The programme aimed to provide new learning opportunities for pupils at local primary schools and was geared towards improving literacy and numeracy skills, building confidence, and developing a love of learning for its own sake. In their role as teaching assistants, Hampton sixth formers had an opportunity to develop leadership skills and learn how to work with, encourage, support and challenge young children.
The original programme was initiated in 2006 as a project match-funded by the SHINE Trust. Hampton initially worked in partnership with SHINE from 2006-2010 and then took the decision to run this initiative, working with a core group of local primary schools.
The programme was designed initially to stretch and challenge able children from a range of local state primary schools - the need for such an initiative was identified through research into SATs levels achieved in literacy tests in Year 4 to 6.
Partner schools nominated pupils who they felt would benefit from the opportunity to attend the programme.
The pupils benefitted from a variety of curriculum topics; Art, Chemistry, Design & Technology, English, Latin, Mathematics, Physics and Spanish, all featured in the programme. Some of the Primary class teachers came to observe activities and then took ideas back to their schools as well as seeing their pupils working in different surroundings and collaborating with pupils from other schools.

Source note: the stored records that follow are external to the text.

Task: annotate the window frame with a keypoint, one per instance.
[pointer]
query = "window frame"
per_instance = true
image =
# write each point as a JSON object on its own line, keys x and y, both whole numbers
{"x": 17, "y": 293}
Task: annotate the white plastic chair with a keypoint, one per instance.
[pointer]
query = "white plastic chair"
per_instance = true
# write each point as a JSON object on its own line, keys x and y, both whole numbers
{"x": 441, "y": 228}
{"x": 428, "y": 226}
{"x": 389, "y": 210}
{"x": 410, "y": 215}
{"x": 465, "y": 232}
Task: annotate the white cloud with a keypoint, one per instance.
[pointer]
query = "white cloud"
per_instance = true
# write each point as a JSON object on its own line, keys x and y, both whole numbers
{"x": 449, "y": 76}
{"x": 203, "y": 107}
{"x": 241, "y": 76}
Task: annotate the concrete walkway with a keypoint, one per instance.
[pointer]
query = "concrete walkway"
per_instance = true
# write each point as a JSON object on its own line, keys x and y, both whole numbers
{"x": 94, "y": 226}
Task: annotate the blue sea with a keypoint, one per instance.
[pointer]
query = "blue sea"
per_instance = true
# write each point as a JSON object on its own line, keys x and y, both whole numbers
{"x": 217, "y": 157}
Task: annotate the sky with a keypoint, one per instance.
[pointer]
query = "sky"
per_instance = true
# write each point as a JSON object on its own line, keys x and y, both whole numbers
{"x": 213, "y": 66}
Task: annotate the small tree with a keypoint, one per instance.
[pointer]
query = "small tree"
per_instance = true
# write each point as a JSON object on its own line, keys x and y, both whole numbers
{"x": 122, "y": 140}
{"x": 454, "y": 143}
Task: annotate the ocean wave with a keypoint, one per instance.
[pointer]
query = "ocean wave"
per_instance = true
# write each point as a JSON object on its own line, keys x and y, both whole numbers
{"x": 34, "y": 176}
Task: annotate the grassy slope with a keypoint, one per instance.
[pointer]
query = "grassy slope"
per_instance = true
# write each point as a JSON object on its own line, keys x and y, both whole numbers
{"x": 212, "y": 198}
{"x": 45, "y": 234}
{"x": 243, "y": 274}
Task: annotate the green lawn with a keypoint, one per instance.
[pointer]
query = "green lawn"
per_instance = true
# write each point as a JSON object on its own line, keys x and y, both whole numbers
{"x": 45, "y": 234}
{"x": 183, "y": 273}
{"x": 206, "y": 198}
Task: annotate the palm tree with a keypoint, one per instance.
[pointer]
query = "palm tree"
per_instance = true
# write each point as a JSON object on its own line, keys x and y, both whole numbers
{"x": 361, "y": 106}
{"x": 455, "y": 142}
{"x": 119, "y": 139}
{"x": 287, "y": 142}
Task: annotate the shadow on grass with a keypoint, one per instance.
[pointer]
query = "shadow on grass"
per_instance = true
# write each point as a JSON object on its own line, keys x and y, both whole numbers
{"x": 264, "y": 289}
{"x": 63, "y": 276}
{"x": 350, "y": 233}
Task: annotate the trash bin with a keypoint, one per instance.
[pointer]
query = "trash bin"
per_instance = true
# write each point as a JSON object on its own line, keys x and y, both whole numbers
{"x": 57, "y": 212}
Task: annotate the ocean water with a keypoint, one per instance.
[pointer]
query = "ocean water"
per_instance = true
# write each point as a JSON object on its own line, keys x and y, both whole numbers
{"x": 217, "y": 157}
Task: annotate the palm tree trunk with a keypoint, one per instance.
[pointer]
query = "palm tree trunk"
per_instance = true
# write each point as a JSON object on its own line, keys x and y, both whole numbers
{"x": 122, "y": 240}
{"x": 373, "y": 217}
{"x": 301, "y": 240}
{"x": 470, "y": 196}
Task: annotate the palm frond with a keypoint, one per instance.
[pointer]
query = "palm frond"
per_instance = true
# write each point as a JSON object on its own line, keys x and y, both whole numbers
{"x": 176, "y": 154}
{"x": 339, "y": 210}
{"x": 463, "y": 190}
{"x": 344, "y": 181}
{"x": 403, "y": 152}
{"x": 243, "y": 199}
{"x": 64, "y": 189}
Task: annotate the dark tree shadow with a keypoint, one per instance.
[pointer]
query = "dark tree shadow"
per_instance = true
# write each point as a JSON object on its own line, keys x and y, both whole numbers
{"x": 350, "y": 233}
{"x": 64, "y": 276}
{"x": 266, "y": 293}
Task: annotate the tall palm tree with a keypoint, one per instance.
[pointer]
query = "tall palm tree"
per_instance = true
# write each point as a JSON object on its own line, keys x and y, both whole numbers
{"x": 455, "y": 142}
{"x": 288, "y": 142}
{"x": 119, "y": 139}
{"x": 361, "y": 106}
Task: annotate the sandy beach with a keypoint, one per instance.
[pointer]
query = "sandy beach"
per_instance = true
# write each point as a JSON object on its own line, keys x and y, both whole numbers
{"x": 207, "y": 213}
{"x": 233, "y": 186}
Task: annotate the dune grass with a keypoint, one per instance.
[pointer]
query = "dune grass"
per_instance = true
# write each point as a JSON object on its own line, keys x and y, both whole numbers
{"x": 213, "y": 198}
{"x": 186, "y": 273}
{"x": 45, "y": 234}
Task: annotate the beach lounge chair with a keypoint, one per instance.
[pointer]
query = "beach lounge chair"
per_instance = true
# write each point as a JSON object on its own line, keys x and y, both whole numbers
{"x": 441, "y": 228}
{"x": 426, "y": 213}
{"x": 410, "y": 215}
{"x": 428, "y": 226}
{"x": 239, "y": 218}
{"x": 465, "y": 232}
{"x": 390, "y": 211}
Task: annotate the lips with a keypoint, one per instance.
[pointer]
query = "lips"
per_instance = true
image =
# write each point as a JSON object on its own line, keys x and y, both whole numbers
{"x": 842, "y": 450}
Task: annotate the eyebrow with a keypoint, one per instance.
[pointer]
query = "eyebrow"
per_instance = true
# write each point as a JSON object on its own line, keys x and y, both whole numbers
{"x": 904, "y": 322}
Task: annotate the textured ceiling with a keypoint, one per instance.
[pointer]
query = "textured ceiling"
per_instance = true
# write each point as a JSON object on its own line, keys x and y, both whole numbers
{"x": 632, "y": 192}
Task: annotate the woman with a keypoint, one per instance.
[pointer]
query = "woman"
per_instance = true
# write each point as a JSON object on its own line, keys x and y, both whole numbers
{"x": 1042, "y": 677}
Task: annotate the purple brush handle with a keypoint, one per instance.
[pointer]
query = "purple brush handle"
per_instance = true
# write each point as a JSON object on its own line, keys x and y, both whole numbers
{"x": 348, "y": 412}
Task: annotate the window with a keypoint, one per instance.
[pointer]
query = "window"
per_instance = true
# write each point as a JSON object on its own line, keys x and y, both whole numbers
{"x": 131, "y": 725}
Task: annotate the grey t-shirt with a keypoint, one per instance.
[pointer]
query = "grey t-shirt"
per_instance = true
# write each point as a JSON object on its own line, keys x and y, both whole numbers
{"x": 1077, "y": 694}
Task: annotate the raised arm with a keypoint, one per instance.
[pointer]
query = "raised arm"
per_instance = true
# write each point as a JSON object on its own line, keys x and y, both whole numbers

The school funded the programme, which allowed staff to resource activities carefully and appropriately, and enabled the coordinator of the programme to recruit staff to deliver sessions. The key resources were the personnel who played an integral part in the programme's delivery. A Senior Tutor co-ordinated the programme and administrative support was provided by Hampton School Admissions department. The sixth form teaching assistants were split between the three groups, spending two and a half hours every Saturday for 13 weeks working closely with the teacher who supported and directed the young pupils.
The programme used the full range of School facilities including science technician support when science activities were conducted.
Lessons were delivered by teaching staff and a member of the Admissions Department provided administrative support while a member of the Catering Team prepared refreshments for mid-morning break.
26 teaching staff were involved in delivering the sessions, supported by non-teaching technicians where needed. Some teachers delivered one activity to each of our three groups over three weekends, while others offered multiple sessions to all groups over several weeks.
The School funded the cost of payments to teaching and support staff provided refreshments, as well as generously resourcing the programme.
Parents were invited to complete a short survey at the end of the programme and responses were universally positive. Parents commented on the increasing confidence in their sons and their more positive approach to learning.
The pupil participants completed a simple evaluation during the final session each year, which highlighted the elements of the programme they most enjoyed and what they think they learnt during their time at Hampton.
Primary schools provided an assessment of their pupils' levels of achievement before the programme started and then reported back on the pupils' end of year attainment levels to enable Hampton to assess any measurable improvement; the programme was one contributory element to the pupils' progress.
The partner schools were invited to send their own feedback; some staff attended the weekly sessions on an ad hoc basis, others attended the celebration event at the end of the programme.
During the 2018-19 academic year, 37 Year 5 pupils from eight partner schools attended the programme and seven lower sixth (Year 12) boys from Hampton were involved as teaching assistants.
The programme ran from 9.30am until noon over 13 Saturdays between November and March. The pupils attended two different one hour lessons each week or one double lesson with their teaching assistants.
The programme ran annually with recruitment starting in September/October each year.
This community project ceased in March 2019 and was replaced with Hampton School Lion Learners initiative.